Using XtreemFS for Data Analysis with Hadoop

von Christoph Kleineweber (Zuse Institute Berlin)

Hadoop and the associated distributed file system HDFS have become important tools to analyze huge amounts of data with the MapReduce programming model. The fact that HDFS does not support POSIX semantics forces many users to run a second storage infrastructure with a general purpose file system. This increases the administration effort and requires transferring large files between the file systems.

XtreemFS (http://www.xtreemfs.org) is a POSIX compliant distributed file system developed by the Zuse Institute Berlin, published under the BSD license. XtreemFS has a Hadoop adapter, which can replace HDFS for MapReduce jobs.
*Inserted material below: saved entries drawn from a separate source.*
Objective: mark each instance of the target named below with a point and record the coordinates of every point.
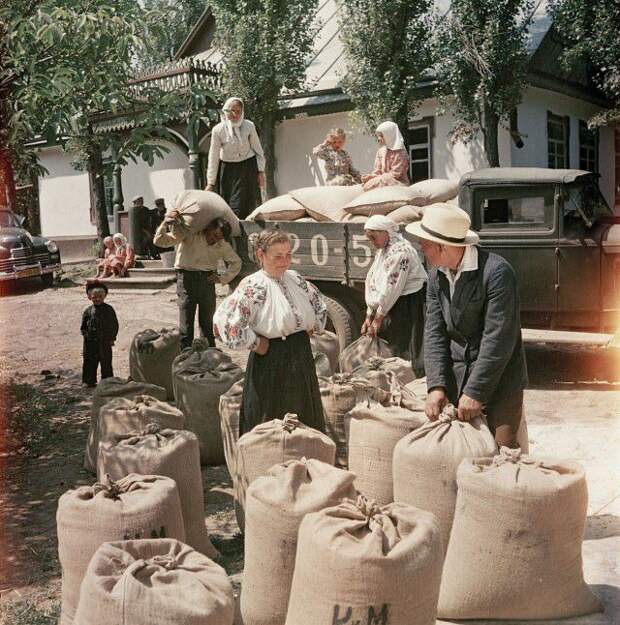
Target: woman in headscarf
(395, 292)
(338, 164)
(392, 160)
(236, 160)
After a general introduction to the XtreemFS architecture and its features, we will present the architecture of our Hadoop adapter and how to deal with the storage requirements of Hadoop. Benchmarks show that a general purpose file system can compete with the performance of HDFS while administrative overhead is avoided.
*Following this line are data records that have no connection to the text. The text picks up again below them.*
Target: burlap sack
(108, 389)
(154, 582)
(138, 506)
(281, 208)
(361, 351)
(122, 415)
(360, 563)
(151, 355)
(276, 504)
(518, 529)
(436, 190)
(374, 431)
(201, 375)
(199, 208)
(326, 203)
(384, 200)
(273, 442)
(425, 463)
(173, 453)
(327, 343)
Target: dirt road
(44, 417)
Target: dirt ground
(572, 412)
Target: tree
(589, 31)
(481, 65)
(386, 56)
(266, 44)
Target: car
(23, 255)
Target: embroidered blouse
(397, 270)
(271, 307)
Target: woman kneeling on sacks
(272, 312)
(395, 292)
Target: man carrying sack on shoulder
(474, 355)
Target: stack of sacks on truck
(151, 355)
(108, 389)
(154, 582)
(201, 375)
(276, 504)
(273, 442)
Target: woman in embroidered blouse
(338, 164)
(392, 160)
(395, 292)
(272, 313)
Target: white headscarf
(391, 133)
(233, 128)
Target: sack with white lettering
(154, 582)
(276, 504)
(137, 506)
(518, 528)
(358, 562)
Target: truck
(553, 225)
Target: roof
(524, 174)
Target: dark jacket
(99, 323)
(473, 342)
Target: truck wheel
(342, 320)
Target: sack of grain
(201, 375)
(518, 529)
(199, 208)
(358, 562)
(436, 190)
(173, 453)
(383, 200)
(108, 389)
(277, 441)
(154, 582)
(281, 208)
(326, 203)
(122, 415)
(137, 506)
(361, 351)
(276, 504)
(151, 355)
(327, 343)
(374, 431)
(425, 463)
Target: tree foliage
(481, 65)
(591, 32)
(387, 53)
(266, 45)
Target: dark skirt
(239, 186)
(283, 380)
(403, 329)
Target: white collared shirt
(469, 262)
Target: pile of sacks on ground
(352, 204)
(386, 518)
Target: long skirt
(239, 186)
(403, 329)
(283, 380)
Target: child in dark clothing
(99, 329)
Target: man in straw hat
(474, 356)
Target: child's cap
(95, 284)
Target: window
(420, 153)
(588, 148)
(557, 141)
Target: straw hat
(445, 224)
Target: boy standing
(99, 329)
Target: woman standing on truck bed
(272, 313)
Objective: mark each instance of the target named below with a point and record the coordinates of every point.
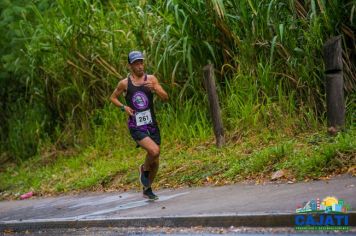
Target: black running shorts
(138, 135)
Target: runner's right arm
(120, 88)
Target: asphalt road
(236, 205)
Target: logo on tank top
(140, 100)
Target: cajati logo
(328, 214)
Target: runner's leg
(152, 158)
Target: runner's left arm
(156, 87)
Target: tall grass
(267, 55)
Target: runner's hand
(129, 110)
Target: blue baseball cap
(134, 56)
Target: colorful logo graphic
(327, 205)
(328, 214)
(140, 100)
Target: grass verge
(254, 156)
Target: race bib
(143, 118)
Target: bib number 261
(143, 118)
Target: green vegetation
(60, 61)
Über den Autor Christoph Kleineweber:

Christoph Kleineweber is one of the developers of the open source distributed file system XtreemFS. He is a scientific staff member in the distributed algorithms group at the Zuse Institute Berlin (ZIB). His research interests are performance modeling and quality of service guarantees for distributed storage systems. Before joining ZIB, he obtained a Bachelor and Master degree in computer science from the University of Paderborn.